"Foot it featly here and there,
And, sweet sprites, the burden bear,"—
which stands so in Hanmer, and, indeed is the usually received arrangement of the song.
This is the last corrected passage in the first act, in the course of which Mr. Collier gives us no fewer than sixteen, altered, emended, and commented upon in his folio. Many of the emendations are to be found verbatim in the Oxford and subsequent editions, and three only appear to us to be of any special value, tried by the standard of common sense, to which we agreed, on Mr. Collier's invitation, to refer them.
The line in Prospero's threat to Caliban,—
"I'll rack thee with old cramps,
Fill all thy bones with aches, make thee roar,"—
occasioned one of Mr. John Kemble's characteristic differences with the public, who objected, perhaps not without reason, to hearing the word "aches" pronounced as a dissyllable, although the line imperatively demands it; and Shakspeare shows that the word was not unusually so pronounced, as he introduces it with the same quantity in the prose dialogue of "Much Ado about Nothing," and makes it the vehicle of a pun which certainly argues that it was familiar to the public ear as ache and not ake. When Hero asks Beatrice, who complains that she is sick, what she is sick for,—a hawk, a hound, or a husband,—Beatrice replies, that she is sick for—or of—that which begins them all, an ache,—an H. Indeed, much later than Shakspeare's day the word was so pronounced; for Dean Swift, in the "City Shower," has the line,—
"Old aches throb, your hollow tooth will rage."
The opening of this play is connected with my earliest recollections. In looking down the "dark backward and abysm of time," to the period when I was but six years old, my memory conjures up a vision of a stately drawing-room on the ground-floor of a house, doubtless long since swept from the face of the earth by the encroaching tide of new houses and streets that has submerged every trace of suburban beauty, picturesqueness, or rural privacy in the neighborhood of London, converting it all by a hideous process of assimilation into more London, till London seems almost more than England can carry.
But in those years, "long enough ago," to which I refer,—somewhere between Lea and Blackheath, stood in the midst of well-kept grounds a goodly mansion, which held this pleasant room.
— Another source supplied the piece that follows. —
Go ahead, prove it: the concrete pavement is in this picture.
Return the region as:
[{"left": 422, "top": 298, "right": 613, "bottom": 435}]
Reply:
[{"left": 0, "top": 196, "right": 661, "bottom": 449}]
It was always light and cheerful and warm, for the three windows down to the broad gravel-walk before it faced south; and though the lawn was darkened just in front of them by two magnificent yew-trees, the atmosphere of the room itself, in its silent, sunny loftiness, was at once gay and solemn to my small imagination and senses,—much as the interior of Saint Peter's of Rome has been since to them. Wonderful, large, tall jars of precious old china stood in each window, and my nose was just on a level with the wide necks, whence issued the mellowest smell of fragrant pot-pourri. Into this room, with its great crimson curtains and deep crimson carpet, in which my feet seemed to me buried, as in woodland moss, I used to be brought for recompense of having been "very good," and there I used to find a lovely-looking lady, who was to me the fitting divinity of this shrine of pleasant awfulness. She bore a sweet Italian diminutive for her Christian name, added to one of the noblest old ducal names of Venice, which was that of her family.
I have since known that she was attached to the person of, and warmly personally attached to, the unfortunate Caroline of Brunswick, Princess of Wales,—then only unfortunate; so that I can now guess at the drift of much sad and passionate talk with indignant lips and tearful eyes, of which the meaning was then of course incomprehensible to me, but which I can now partly interpret by the subsequent history of that ill-used and ill-conducted lady.